患者さんとともに生きる

執筆者:髙本眞一2015年3月14日

 東大時代に寄付講座を立ち上げたお話は、すでにいたしましたが、それとは別に、2004年、文部科学省の科学技術振興調整費によって運営される「東京大学医療政策人材養成講座(以下、HSP:HEALTH CARE AND SOCIAL POLICY LEADERSHIP PROGRAM)」と称する、ユニークな講座も創設しました。

医療行政や医療財政などに関しては、いろいろなところでさまざまな人が意見を出しているのですが、医療政策については、なかなか語られていません。
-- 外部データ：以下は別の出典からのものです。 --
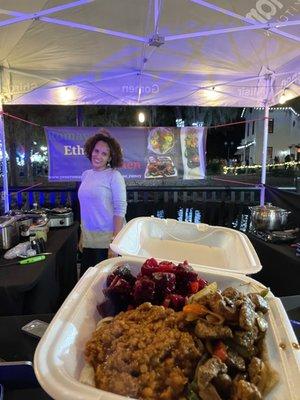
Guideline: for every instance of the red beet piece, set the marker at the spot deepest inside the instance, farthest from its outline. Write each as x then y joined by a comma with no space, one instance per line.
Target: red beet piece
143,290
149,267
165,283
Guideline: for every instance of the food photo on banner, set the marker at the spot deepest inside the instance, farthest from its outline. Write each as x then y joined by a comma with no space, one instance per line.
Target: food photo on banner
148,153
医療が激動の時代を迎え、医療政策への関心が高まっているにもかかわらず、政策提言ができる人材不足は明らかでしたので、HSPを提案するにいたりました。この科学技術振興調整費は、振興分野の人材育成に関して数多く寄せられる公募企画の中から、テーマの重要性、先進性が認められたもののみに対して、5カ年にわたって交付されるものです。行政側も医療政策を策定する際に、人材の不足を大きな課題としてとらえていたのだと思います。

 HSPは、1年の期間で、医療政策を立案・推進する、次世代のリーダー育成を目的としました。その方法論が、意欲的でした。医療政策立案者、医療提供者、患者支援者、医療ジャーナリストという、ともすると対立しがちな4つのステークホルダー(利害関係者)が一堂に会し、医療に関する様々な分野で活躍する専門家を講師に招いて講義を聞き、問題意識とアプローチを共有したうえで、立場を越えて具体的な政策課題に取り組み、最終的に学術論文や政策提言をまとめて終了という流れになります。特に、患者代表を受け入れるという試みは、あまり前例がなく評価されたと思います。
 HSPを運営する主体も東京大学としては先進的でした。東京大学医学部と先端科学技術センターの2つの部局が連携して発足させたプロジェクトだったのです。いわゆる縦割りの組織運営が当たり前になっている同大学では、2つの部局が協同するのはきわめて珍しいケースでした。